多様なボランティア活動を主体的に 和歌山県立熊野高校に全国大賞

「子どもたちの“こころを育む活動"」表彰式
「子どもたちの“こころを育む活動”」表彰式

「子どもたちの”こころを育む活動”」で

(公財)パナソニック教育財団(小野元之理事長)はこのほど、こころを育む総合フォーラム(座長・山折哲雄国際日本文化研究センター名誉教授)の、今年度の「子どもたちの”こころを育む活動”」表彰式を、都内で開催した。

学校と関わりながら地域・家庭・企業等、多様な立場の人が共に行う活動事例を募集。92件の中から全国大賞1団体、優秀賞2団体、奨励賞1団体を表彰した。

全国大賞は、和歌山県立熊野高校Kumanoサポーターズリーダー部。活動テーマは「地域に根ざし、地域に貢献する高校生リーダーを目指して〜5つの絆作りボランティア〜」。

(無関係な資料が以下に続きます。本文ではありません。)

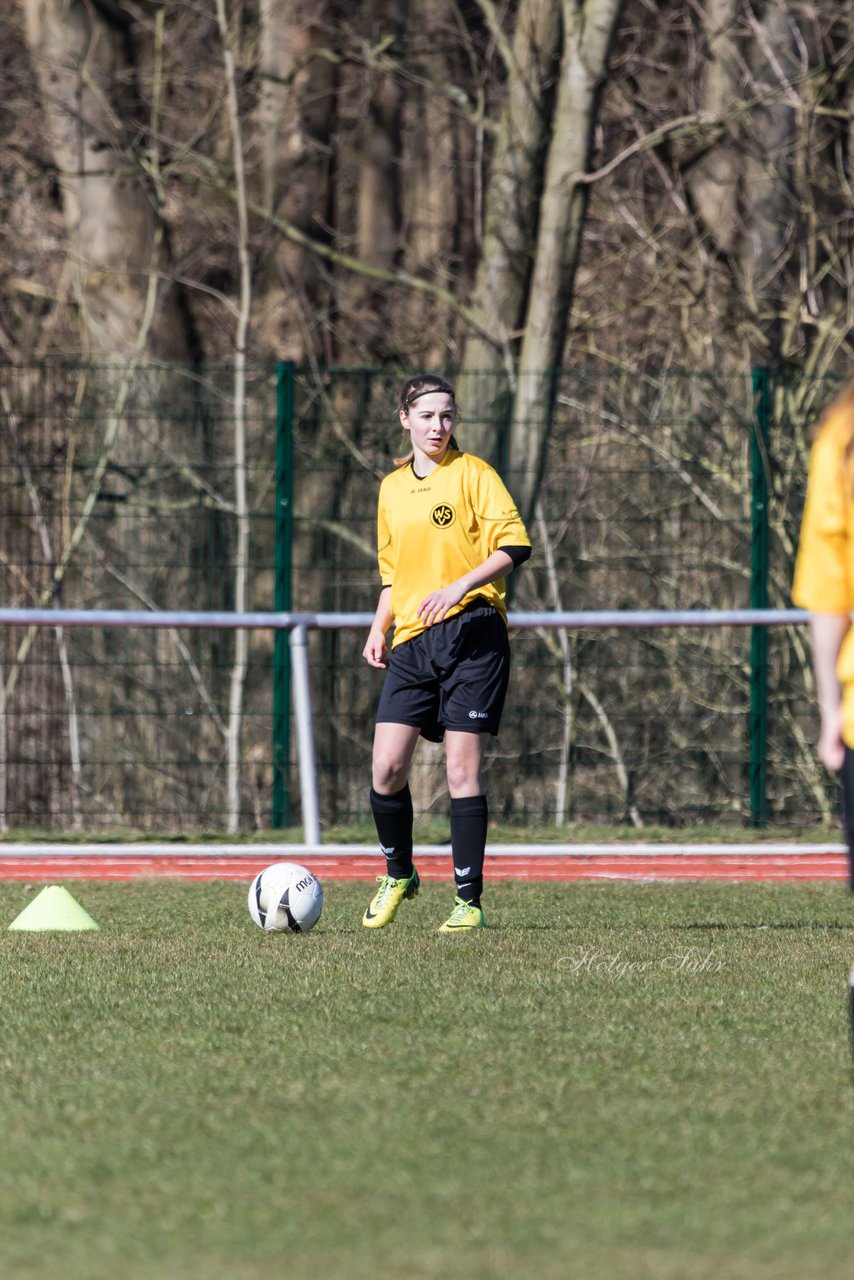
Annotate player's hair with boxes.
[394,374,460,467]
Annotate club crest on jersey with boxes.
[430,502,457,529]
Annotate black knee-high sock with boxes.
[370,783,412,879]
[451,796,489,906]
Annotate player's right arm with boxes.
[362,586,392,667]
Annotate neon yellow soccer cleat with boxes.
[439,897,487,933]
[362,867,421,929]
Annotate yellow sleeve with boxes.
[791,421,853,613]
[376,485,394,586]
[472,465,531,556]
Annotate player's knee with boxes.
[371,755,407,795]
[447,759,483,796]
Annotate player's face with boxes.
[401,392,456,462]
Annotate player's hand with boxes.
[362,627,388,667]
[419,582,466,627]
[818,707,845,773]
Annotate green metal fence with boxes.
[0,362,835,831]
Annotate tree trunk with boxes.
[24,0,193,360]
[741,0,799,366]
[458,0,561,462]
[689,0,743,253]
[255,0,337,364]
[508,0,622,518]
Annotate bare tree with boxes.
[510,0,622,513]
[24,0,198,360]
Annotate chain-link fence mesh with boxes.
[0,362,835,831]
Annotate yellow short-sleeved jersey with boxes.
[376,449,530,645]
[791,408,854,748]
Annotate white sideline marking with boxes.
[0,842,846,861]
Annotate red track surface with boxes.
[0,845,848,883]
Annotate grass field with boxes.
[0,881,854,1280]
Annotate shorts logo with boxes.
[430,502,457,529]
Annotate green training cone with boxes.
[9,884,100,933]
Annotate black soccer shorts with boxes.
[376,602,510,742]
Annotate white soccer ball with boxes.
[248,863,323,933]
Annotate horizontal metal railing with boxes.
[0,608,809,847]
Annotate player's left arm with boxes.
[419,547,517,626]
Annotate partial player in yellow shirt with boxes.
[791,381,854,890]
[362,374,531,933]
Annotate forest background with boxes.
[0,0,854,828]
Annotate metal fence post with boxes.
[749,367,773,827]
[270,362,294,828]
[289,623,320,845]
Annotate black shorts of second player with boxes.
[376,604,510,742]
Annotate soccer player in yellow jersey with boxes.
[362,374,531,933]
[791,381,854,888]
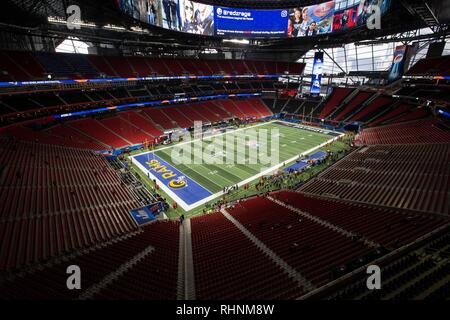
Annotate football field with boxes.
[131,120,341,211]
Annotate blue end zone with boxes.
[134,154,213,205]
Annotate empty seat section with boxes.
[68,119,129,148]
[100,116,153,144]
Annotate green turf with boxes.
[150,123,332,193]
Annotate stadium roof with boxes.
[0,0,448,58]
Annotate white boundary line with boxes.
[130,120,345,211]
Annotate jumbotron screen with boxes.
[117,0,390,38]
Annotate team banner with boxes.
[116,0,390,38]
[311,52,323,95]
[388,45,408,83]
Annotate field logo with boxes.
[146,159,187,189]
[169,176,187,189]
[171,121,280,167]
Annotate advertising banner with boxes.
[311,52,323,95]
[214,7,288,38]
[388,45,408,83]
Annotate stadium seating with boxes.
[0,139,139,270]
[300,142,450,215]
[348,96,393,122]
[319,88,355,119]
[99,116,154,144]
[227,197,369,286]
[191,213,302,300]
[274,191,445,249]
[93,221,180,300]
[0,222,179,300]
[67,119,130,148]
[367,103,414,127]
[357,117,450,145]
[333,91,373,121]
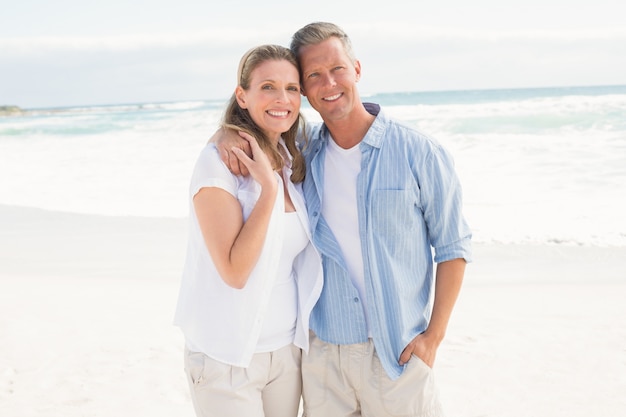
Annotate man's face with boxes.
[300,37,361,123]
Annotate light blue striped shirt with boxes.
[304,103,471,379]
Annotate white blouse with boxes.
[174,143,323,367]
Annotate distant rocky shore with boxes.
[0,106,24,116]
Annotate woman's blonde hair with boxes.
[222,45,306,183]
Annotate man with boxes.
[214,22,471,417]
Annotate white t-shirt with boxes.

クラブ活動として主体的にボランティア活動を実施し、(1)高齢者宅を訪問し、安否確認を行う「ハートフルチェックボランティア」(年間24回、278件)(2)高齢者の転倒予防教室・生きがい活動ボランティア(毎年夏休みに計32回)(3)学童保育ボランティア(毎年春・夏・冬休みに計70回)(4)障害児の夏季保育ボランティア(毎年夏休みに計6回)(5)ダンス披露や交流活動などの「地域イベント活動」(毎年計30回以上)——を展開した。

地域や世代で異なる課題の解決に向け、「サービスラーニング」を取り入れた継続的な取り組みを行うことで、生徒には幅広い世代への対応力が培われている。

授賞に際して評価されたのは、(1)解決して得た達成感や充実感、積極的な学びへの導きが成果を上げている(2)町役場や福祉・教育・介護・防災を担う地域団体と連携した活動をし、課題を協議し改善を図っている(3)活動している各係の代表は、幹部改正時に先輩が任命し、全てを後輩に引き継ぎ、活動を続けていく工夫をしている——など。

講評で同財団の遠山敦子顧問は、「全国大賞の熊野高校は、考えられる多様な内容を高校生が主体的に考え、積極的に活動している。地域や行政と連携し、公的にも認められる位置付けにして活動の継続性をもたせている」と高く評価した。